Presentation

The operationalization of new funding arrangements for assisting developing countries that are particularly vulnerable to respond to loss and damage is underway within the framework of the Paris Climate Agreement. In this context, key questions have to be addressed regarding the allocation of funds and recipients and how vulnerability to climate change will be factored into decision-making processes. This Study analyses evolutions in the scientific, legal, and financial domains on defining and characterizing vulnerability, in order to better understand implications for Parties to the United Nations Framework Convention on Climate Change and find potential avenues forward around this polarized issue.

Key Messages

  • The IPCC has evolved in characterizing vulnerability as biophysical/geographic to focusing on socio-economic drivers (institutional, economic, cultural), with a shift towards a “risk framing” that also recognizes structural vulnerabilities (as independent of climate change, exogenous).
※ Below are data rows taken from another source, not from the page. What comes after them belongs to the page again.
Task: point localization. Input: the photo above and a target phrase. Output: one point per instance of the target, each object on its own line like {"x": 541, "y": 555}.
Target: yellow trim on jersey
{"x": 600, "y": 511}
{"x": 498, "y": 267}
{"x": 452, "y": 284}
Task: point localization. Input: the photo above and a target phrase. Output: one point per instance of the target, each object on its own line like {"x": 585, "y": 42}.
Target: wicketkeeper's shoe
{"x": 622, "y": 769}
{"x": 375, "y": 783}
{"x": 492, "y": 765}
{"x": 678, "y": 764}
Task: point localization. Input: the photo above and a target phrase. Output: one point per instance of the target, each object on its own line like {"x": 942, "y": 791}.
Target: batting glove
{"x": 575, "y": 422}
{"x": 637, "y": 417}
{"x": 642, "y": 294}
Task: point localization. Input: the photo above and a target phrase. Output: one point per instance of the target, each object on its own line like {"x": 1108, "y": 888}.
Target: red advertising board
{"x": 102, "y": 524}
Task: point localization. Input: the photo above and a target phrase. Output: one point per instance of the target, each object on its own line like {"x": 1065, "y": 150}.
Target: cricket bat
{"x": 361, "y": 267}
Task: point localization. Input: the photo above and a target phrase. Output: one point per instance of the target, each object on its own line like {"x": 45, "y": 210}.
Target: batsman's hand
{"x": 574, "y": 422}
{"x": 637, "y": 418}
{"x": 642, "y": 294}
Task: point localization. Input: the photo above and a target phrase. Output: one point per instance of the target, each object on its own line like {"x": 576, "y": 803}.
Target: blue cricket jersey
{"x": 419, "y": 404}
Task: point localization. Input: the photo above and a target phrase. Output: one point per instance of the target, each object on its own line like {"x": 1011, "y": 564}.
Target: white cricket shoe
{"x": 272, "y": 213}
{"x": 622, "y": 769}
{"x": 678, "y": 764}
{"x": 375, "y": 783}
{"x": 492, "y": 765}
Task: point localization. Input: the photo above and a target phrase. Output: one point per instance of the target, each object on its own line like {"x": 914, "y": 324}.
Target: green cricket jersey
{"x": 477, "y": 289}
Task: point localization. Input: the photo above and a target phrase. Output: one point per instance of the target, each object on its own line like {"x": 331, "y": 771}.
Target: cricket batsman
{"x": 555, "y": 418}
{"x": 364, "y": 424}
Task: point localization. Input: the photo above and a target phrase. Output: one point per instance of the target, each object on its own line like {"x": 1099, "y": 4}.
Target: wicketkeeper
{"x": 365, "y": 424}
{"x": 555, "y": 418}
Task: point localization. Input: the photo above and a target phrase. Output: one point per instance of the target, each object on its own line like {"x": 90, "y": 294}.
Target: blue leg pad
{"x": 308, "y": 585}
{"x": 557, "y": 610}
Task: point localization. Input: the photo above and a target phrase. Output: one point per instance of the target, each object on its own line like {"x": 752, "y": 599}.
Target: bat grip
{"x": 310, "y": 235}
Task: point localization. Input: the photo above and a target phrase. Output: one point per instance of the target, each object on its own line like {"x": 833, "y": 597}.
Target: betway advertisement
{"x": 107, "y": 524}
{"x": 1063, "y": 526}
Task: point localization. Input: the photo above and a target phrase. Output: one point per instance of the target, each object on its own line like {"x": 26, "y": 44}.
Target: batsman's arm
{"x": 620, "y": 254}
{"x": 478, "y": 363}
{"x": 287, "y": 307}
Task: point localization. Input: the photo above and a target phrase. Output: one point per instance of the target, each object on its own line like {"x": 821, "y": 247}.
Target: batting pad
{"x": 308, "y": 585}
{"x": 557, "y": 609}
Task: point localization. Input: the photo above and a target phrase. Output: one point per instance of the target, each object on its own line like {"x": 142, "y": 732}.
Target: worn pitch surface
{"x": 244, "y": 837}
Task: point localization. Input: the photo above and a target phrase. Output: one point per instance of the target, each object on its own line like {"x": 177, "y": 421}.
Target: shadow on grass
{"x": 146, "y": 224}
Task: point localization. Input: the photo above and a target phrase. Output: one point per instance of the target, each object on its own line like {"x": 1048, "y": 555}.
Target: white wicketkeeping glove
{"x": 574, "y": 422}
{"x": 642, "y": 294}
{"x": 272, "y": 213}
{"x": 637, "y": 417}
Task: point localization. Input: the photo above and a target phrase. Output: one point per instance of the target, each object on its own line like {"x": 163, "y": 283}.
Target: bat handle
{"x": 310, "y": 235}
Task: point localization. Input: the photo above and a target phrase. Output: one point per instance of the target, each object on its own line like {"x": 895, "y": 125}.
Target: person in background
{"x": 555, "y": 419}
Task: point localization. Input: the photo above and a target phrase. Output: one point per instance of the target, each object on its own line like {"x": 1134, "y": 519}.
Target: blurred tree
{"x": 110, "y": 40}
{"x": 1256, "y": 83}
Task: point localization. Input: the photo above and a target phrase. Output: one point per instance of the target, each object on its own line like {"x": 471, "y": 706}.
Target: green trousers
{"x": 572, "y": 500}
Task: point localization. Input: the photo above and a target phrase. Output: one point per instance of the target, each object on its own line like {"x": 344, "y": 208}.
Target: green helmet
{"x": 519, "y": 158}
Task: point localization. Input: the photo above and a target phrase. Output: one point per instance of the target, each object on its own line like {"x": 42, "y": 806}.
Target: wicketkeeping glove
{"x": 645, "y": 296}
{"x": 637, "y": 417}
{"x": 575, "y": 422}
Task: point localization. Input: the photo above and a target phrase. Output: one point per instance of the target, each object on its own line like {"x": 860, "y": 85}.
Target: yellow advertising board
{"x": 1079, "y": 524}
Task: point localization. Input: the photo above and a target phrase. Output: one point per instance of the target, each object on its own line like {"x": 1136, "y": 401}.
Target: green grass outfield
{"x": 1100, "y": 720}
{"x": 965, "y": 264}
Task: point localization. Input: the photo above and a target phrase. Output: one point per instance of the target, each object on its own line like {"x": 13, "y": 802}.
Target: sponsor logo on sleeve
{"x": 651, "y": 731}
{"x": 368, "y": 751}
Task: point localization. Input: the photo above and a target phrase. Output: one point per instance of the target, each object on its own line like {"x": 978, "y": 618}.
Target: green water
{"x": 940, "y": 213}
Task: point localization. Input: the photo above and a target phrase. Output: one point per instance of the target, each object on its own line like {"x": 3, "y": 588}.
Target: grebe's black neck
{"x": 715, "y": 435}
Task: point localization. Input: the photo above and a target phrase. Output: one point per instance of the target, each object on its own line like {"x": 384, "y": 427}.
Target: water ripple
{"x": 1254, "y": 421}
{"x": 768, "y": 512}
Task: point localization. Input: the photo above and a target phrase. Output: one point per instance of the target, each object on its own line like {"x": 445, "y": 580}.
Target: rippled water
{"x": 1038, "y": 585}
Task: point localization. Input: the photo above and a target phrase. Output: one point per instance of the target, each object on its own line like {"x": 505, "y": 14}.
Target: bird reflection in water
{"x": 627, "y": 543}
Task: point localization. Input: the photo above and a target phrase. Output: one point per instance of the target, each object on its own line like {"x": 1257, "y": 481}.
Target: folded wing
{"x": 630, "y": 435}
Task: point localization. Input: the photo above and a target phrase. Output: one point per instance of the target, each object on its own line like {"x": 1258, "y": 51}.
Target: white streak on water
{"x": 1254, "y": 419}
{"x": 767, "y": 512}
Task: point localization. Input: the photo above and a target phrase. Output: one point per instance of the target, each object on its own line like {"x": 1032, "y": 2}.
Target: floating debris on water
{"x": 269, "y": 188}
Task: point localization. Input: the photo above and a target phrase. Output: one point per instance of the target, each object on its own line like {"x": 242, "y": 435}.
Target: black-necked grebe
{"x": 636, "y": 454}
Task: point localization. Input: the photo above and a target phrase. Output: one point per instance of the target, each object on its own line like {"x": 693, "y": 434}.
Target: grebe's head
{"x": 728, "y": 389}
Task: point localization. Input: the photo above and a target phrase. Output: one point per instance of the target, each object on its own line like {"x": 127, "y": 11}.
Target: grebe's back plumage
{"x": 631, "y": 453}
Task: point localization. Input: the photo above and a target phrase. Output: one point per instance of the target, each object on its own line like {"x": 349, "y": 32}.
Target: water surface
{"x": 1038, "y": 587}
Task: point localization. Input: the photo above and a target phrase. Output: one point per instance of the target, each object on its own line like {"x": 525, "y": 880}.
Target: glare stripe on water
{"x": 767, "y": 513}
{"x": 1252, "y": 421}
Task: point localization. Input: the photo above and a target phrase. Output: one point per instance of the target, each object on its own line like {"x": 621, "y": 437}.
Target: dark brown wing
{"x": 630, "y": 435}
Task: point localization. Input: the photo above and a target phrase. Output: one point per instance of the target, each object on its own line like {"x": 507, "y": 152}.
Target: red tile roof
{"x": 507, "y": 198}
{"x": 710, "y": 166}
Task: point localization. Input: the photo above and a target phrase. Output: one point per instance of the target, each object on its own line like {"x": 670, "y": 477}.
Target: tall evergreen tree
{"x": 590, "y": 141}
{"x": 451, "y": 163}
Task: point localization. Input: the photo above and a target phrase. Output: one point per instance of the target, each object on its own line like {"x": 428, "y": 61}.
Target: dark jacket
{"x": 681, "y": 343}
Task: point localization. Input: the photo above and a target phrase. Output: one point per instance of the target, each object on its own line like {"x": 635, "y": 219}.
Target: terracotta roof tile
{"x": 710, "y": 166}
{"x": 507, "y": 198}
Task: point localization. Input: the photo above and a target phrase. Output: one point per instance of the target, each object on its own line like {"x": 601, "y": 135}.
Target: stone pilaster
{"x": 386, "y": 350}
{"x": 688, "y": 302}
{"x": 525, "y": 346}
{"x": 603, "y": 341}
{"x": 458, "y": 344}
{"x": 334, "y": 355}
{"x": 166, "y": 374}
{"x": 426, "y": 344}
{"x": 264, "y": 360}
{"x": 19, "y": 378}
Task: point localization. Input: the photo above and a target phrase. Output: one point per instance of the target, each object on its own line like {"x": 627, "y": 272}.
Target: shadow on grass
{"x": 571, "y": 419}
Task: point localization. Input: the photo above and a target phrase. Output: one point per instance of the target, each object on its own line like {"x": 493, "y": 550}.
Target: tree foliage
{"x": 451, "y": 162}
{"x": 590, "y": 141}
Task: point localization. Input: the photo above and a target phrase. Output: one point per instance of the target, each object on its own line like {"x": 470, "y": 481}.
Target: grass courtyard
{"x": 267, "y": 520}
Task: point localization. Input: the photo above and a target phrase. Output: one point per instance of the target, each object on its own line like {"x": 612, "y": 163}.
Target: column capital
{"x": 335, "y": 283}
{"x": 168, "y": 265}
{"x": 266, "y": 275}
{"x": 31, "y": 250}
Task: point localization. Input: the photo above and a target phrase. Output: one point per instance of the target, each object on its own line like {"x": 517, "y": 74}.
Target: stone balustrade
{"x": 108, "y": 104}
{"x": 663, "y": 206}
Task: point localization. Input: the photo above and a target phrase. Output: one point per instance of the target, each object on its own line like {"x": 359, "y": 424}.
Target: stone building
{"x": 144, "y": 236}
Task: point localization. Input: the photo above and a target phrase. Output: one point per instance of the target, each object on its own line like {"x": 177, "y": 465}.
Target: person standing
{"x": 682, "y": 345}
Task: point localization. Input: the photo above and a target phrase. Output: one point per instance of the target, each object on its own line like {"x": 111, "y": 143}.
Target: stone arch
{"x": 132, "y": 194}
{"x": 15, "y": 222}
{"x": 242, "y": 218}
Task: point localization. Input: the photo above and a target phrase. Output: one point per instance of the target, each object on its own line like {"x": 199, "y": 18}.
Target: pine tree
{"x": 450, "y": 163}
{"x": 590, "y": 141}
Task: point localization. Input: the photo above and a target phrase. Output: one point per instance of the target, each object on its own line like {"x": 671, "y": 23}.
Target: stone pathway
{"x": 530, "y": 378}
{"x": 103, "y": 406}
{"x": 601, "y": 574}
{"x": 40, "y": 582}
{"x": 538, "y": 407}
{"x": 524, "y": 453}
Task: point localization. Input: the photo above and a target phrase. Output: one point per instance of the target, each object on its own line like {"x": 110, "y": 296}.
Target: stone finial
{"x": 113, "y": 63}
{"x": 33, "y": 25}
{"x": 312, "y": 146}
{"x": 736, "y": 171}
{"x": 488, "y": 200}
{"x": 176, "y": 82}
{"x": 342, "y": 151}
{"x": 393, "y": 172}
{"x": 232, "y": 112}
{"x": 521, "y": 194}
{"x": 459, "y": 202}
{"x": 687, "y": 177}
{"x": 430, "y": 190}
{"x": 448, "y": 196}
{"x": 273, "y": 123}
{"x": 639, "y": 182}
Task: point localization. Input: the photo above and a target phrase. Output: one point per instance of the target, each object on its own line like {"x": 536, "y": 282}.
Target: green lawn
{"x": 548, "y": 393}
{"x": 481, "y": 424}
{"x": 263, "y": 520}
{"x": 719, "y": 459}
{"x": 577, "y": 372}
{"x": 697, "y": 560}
It is understood that vulnerability differs across communities and contexts, that it is changing and that cross comparisons risk losing important contextual place-based specificities.
     
  • Officially established in 1992, the UNFCCC lists small island developing States and a range of biophysical characteristics prone to climate vulnerability as “particularly vulnerable”; and the Bali Action Plan (2007) highlights “especially” Least Developed Countries (LDCs), Small Island Developing States (SIDS), and African countries (i.e. 91 countries out of the 134 developing countries members of the Group of 77 and China).
     
  • Multilateral funding mechanisms for adaptation (e.g. Adaptation Fund, Least Developed Countries Fund and Special Climate Change Fund) target developing countries, and use vulnerability as a criteria for eligibility and allocation of funding. Given that no metric is available for vulnerability, economic (developing country income status), physical and geographic features (low-lying coastal areas, SIDS) and hazards (droughts, desertification) have important weight on how funding is prioritized on a project basis.
     
  • Components of vulnerability (income indicators, biophysical features and geographies) correspond to Party groups under the UNFCCC such as LDCs, SIDS and Africa regional group. However, strict interpretations of vulnerability under the Convention limits consideration of evolving countries (i.e. those recommended for graduation to higher income status) and underrepresented regions (South East Asia, South and Central America) that are vulnerable to climate change and Loss and Damage.
     
  • Current international climate policy and multilateral agenda items on Loss and Damage, climate finance reforms (Paris Summit, Bridgetown Agenda, World Bank roadmap) suggest there is room for transforming adaptation finance, and vulnerability has a space in these discussions. To address systemic and structural vulnerabilities, some consideration of the multi-dimensional vulnerability index developed by the UN and endorsed by the Association of Small Island Developing States could help understand evolving countries’ needs, including facing limits beyond adaptation.